A substantial move in the dollar nullified market participants from bidding the precious yellow metal substantially higher in trading today. As of 6:30 PM EDT gold futures basis, the most active August 2022 contract is fixed at $1849.70. The gains in gold today were largely muted by extreme dollar strength. The dollar gained 0.80%, or 81 points taking the dollar index to 102.58.
The significance of dollar strength can be best illustrated by viewing spot gold pricing through the eyes of the Kitco gold index, which separates the effect of dollar strength or weakness and market participants actively buying or selling gold. In the case of today, spot gold is currently fixed at $1846.70. This screen-print below is of the Kitco Gold Index taken at approximately 5 PM EDT. It has the current spot price of gold fixed at $1846.50, normal trading took gold pricing higher by $22.90 and dollar strength took away $13.80 of those gains resulting in today’s $9.10 price increase.
Both dollar strength and gains in gold pricing today were the byproducts of the market sentiment shifting its focus from inflation rather than raising rates today.
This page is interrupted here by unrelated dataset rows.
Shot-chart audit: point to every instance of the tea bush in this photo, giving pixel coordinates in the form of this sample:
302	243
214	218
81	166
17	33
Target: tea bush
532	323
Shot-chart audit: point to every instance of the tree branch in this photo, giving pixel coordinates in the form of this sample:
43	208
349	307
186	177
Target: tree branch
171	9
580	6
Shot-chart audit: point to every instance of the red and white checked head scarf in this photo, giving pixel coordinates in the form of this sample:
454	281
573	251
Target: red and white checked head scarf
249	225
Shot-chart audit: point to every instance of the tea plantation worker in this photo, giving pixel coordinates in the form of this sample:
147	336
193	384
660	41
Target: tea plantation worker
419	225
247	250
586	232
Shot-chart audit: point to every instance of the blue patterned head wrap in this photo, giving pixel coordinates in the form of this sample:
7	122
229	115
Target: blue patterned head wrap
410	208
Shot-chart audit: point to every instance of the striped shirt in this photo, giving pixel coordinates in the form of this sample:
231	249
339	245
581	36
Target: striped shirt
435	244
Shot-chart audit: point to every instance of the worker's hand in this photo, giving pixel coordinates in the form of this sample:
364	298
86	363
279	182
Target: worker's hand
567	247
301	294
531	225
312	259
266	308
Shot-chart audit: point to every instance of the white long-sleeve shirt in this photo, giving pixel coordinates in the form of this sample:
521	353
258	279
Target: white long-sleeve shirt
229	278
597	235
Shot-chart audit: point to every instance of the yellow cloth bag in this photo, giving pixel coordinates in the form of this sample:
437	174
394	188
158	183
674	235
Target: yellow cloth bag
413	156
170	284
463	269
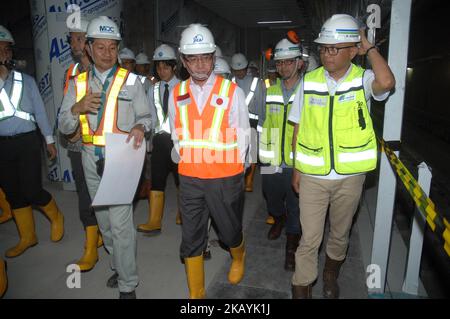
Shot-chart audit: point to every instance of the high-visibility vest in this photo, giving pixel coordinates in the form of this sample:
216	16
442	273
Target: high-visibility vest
163	119
208	146
10	107
275	143
335	132
72	72
108	123
250	97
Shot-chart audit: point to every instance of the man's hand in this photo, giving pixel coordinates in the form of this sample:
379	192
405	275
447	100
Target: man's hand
296	181
90	103
138	133
365	44
3	71
51	149
73	138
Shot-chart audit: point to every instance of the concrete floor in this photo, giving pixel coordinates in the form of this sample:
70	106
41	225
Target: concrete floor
41	271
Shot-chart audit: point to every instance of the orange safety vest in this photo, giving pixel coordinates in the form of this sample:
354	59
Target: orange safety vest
72	72
208	146
108	123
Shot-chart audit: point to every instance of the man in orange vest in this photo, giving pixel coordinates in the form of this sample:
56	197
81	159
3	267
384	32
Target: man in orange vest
211	132
108	99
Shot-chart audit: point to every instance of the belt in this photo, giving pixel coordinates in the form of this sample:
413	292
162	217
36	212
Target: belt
13	137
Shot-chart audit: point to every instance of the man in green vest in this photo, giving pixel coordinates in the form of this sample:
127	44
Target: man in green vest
276	150
335	146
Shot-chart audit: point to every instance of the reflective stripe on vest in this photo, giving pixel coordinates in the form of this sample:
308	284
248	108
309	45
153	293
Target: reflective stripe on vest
208	145
250	96
164	125
335	132
213	141
107	124
275	143
10	107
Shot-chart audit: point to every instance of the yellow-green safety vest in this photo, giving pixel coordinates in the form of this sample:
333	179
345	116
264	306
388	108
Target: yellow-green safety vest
335	132
275	144
10	106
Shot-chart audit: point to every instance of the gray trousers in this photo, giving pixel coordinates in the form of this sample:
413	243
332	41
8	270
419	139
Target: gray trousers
117	228
222	199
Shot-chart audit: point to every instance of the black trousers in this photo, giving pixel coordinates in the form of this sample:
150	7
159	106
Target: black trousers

It was this market sentiment that resulted in bidding the U.S. dollar higher and also being supportive of gold pricing. Typically, gold and the dollar move in an inverse direction rather than in tandem, as witnessed today.
According to Reuters, “Gold prices rose from a two-week low on Wednesday as investors looked toward the safe-haven metal amid worries over an increase in inflation primarily due to rising fuel prices, although a stronger dollar and higher U.S. yields kept gains in check.”
In a Reuters article penned by Seher Dareen, the author cited oil prices strengthening today after European Union leaders agreed to a partial and phased ban on Russian oil as a major force that will keep inflation at current levels. This article quoted Edward Moya, senior analyst with OANDA as saying, “Investors now are desperate for more safe havens than just treasuries and that is why you are seeing gold outperforming.” Adding that “Inflation cannot really drop if these energy costs are that elevated. So I think the risk of much more aggressive tightening globally could really fuel the gold trade,”
This is precisely why the Federal Reserve’s plan to raise interest rates considerably over the next few FOMC meetings will not impact inflationary pressures brought about by the consistently high cost of energy. Without energy costs subsiding the Federal Reserve will have a difficult task at best at having a real impact on lowering inflationary pressures.